Las Vegas Dining: Twist by Pierre Gagnaire at Mandarin Oriental
Dining at Las Vegas’ Twist Restaurant by Pierre Gagnaire in the Mandarin Oriental is to the culinary connoisseur perhaps equal to a musical connoisseur visiting the Metropolitan Opera in New York City.
In both circumstances, the fortunate patron will have an experience that is lightyears beyond ordinary, and only available in a scant few places in the world.
Twist is one of only a little over 20 Forbes 5-Star restaurants in the United States, and Chef Pierre Gagnaire is one of only just over 100 Michelin 3-Star chefs in the entire world.
Born in Apinac, France, Pierre Gagnaire’s excellent cuisine is often described as modern, although it is deeply rooted in the French cooking tradition.
The son of restaurant owners, Gagnaire began his career in Lyon before travelling the world to hone his craft. In 1976, he returned home to his family restaurant, Le Clos Fleury, where he earned his first Michelin star. He opened his first restaurant in 1981 in Saint Etienne, going on to win two Michelin stars, an achievement he exceeded in 1992 when his second restaurant won three Michelin stars.

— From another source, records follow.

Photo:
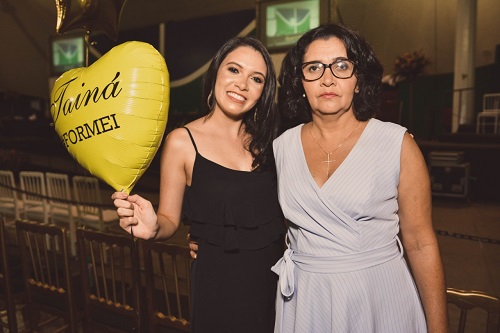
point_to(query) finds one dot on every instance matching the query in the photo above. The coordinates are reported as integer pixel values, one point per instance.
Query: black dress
(236, 218)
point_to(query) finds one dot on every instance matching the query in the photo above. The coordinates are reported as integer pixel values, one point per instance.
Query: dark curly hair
(262, 122)
(295, 109)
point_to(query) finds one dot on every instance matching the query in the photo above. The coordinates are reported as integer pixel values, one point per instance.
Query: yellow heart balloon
(111, 116)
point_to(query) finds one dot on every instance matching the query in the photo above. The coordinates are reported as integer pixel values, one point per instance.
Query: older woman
(348, 185)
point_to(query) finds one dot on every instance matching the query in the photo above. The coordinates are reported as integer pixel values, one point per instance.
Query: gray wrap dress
(344, 269)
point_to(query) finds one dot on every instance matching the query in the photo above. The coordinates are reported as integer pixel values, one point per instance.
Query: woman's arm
(138, 213)
(419, 238)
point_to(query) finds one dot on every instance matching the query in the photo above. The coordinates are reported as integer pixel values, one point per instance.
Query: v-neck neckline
(341, 165)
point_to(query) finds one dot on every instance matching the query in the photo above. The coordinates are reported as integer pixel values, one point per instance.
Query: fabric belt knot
(285, 268)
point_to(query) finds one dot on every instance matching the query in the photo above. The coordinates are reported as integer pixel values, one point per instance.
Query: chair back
(89, 204)
(61, 210)
(9, 202)
(111, 288)
(168, 285)
(34, 195)
(491, 102)
(59, 192)
(467, 300)
(47, 274)
(6, 289)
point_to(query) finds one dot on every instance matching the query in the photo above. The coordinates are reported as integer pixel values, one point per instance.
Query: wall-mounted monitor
(280, 23)
(67, 51)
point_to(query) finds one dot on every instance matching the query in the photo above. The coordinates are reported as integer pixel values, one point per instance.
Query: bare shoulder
(410, 150)
(178, 140)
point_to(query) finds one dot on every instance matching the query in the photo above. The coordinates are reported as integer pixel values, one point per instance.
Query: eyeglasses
(340, 68)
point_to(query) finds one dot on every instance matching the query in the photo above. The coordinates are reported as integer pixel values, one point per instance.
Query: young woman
(219, 170)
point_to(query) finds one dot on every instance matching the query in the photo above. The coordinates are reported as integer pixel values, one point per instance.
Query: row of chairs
(104, 289)
(47, 197)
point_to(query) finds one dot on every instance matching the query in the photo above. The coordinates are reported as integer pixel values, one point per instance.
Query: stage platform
(482, 152)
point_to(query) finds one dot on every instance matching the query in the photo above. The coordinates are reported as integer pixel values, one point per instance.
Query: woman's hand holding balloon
(136, 212)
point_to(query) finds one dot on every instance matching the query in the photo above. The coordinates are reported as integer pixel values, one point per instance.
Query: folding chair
(168, 286)
(34, 196)
(89, 204)
(9, 202)
(467, 300)
(11, 290)
(48, 277)
(111, 290)
(61, 210)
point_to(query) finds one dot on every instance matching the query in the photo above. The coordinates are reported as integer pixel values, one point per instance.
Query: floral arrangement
(410, 64)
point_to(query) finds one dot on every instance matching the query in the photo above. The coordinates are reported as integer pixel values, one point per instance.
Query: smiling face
(240, 81)
(329, 95)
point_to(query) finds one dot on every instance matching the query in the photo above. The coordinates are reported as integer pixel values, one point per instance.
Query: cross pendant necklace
(328, 160)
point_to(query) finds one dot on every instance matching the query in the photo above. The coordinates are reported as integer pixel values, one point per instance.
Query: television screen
(283, 22)
(67, 52)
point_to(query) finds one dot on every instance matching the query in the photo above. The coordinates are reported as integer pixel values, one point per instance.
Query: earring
(208, 101)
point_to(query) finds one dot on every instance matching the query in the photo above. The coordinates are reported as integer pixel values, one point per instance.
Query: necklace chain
(328, 160)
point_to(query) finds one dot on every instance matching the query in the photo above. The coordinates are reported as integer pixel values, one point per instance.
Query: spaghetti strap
(192, 140)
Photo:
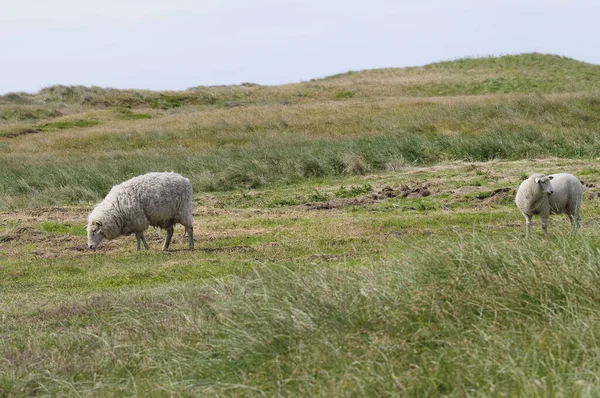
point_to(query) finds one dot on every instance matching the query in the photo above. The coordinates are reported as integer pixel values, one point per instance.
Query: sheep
(153, 199)
(537, 195)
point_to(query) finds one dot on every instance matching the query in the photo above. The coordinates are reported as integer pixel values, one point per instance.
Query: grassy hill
(357, 236)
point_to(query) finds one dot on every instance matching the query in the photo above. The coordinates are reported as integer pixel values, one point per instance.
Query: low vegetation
(357, 236)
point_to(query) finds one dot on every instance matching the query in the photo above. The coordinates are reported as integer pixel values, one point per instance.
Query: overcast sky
(177, 44)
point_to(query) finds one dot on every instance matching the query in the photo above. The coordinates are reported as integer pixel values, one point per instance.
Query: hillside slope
(77, 141)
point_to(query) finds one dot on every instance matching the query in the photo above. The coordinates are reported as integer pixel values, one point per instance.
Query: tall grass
(472, 315)
(81, 179)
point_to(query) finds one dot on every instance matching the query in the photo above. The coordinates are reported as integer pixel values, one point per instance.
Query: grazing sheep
(537, 195)
(153, 199)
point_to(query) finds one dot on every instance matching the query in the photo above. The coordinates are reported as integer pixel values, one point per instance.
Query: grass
(355, 236)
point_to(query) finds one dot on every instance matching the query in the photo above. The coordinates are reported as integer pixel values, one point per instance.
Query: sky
(178, 44)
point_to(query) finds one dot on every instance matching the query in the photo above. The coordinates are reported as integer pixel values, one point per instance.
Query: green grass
(321, 268)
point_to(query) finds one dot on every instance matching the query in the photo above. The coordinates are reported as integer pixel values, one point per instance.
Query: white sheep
(538, 195)
(153, 199)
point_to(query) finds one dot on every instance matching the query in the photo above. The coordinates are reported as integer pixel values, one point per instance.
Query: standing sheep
(537, 195)
(153, 199)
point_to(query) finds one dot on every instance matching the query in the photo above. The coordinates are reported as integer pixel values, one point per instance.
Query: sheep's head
(544, 184)
(95, 234)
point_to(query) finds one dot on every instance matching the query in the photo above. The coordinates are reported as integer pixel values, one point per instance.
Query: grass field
(356, 236)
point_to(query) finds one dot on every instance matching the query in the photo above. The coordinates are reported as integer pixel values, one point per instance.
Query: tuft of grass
(62, 228)
(353, 191)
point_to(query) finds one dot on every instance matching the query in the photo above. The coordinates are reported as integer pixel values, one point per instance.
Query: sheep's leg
(190, 233)
(168, 239)
(545, 225)
(577, 217)
(140, 237)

Gagnaire moved to Paris in 1996 where he opened his eponymous restaurant, going on once again to win three Michelin stars. Since then, he has become Head Chef and owner of numerous restaurants worldwide including the highly acclaimed Pierre at Mandarin Oriental, Hong Kong. In 2009, Gagnaire joined forces with Mandarin Oriental, Las Vegas, to open Twist, his first and only US restaurant.
Having said all that, we were more than a little excited when we were invited to sample Chef Pierre’s cuisine.
We started our evening in the Mardarin Bar located on the 23rd floor which offered us stunning views of the Las Vegas Strip. While there you might want to try The Golden Leaf (The Mandarin Martini) which consists of Hendrick’s, Aperol, muddled mandarin, pineapple, fresh lime juice and simple syrup. Yum!
The Mandarin Bar
As you can see, the 23rd floor setting and the opulent interior design would make a marvelous setting for any special occasion. However, Twist does not rely on its surroundings alone to command your attention. The moment we took our seats we were immediately attended to by a small army of waitstaff clearly communicating to us that this would be no ordinary experience.
As we began to peruse the menu, the chef sent out a dizzying array of appetizers for the four of us to sample. Let me just say that our palates were taken to wondrous places we’ve never before explored. Wow!
For our entrées, we enjoyed Raw & Poached Shellfish (marine broth, yazu-yogurt sorbet, cheddar toast, grated chestnuts and hazelnuts), Porcini and Foie Gras (seared foie gras, porcini velouté, sunchokes, orange-onion gelée, chicory and sorrel-stuffed lettuce, scallop carpaccio, celery brunoise, creamy avocado mousse), and Venison Loin (fresh thyme and kerala pepper, pumpkin and celery root, traditional civet, green cabbage leaf and cured ham).
But the best dish of all, in my humble opinion, which elicited an inner primordial mmmmm with each and every bite was the Tandoori Seared Monkfish (shallot and mushroom duxelle, green apple julienne). Oh my heavens! I’ve been fortunate to enjoy fish from some of the world’s best chefs, but this might have just been the best combination of tastes I’ve ever experienced in a fish entrée.
When you visit, if this dish is on the menu, and you appreciate fish, then you simply must order it. Again. Wow!
Just as an American fireworks display must end with a grand finale, so to did our meal with the Grand Dessert Pierre Gagnaire (six desserts inspired by French traditional patisseries).
Again, I must confess, it was quite a spectacle to see a multitude of waitstaff descend upon our table with 24 separate plates of dessert. Take a peek below.
As I reflect back upon this gastronomical journey, I can boldly pronounce that this was one of the best dining experiences we’ve enjoyed. We were with great friends in a remarkable setting with superb waitstaff enjoying the cuisine of one of the world’s most renown chefs. What more could one want?
The three-course tasting menu is $110/person, and if you like, you can add a wine paring option to your experience bringing the tab to $190/person.
I just checked, and great seats to see Verdi’s Aida at the Met are $200-300. Just as the Met is no ordinary operatic venue, so too is Chef Pierre Gagnaire’s dining experience no ordinary cuisine.
We highly recommend that you explore the cuisine of Chef Pierre Gagnaire at least once in your life. I know that we certainly hope to do it again sometime, and hopefully soon!
Disclosure: our dining experience was provided by the kind folks a Twist. Thank you!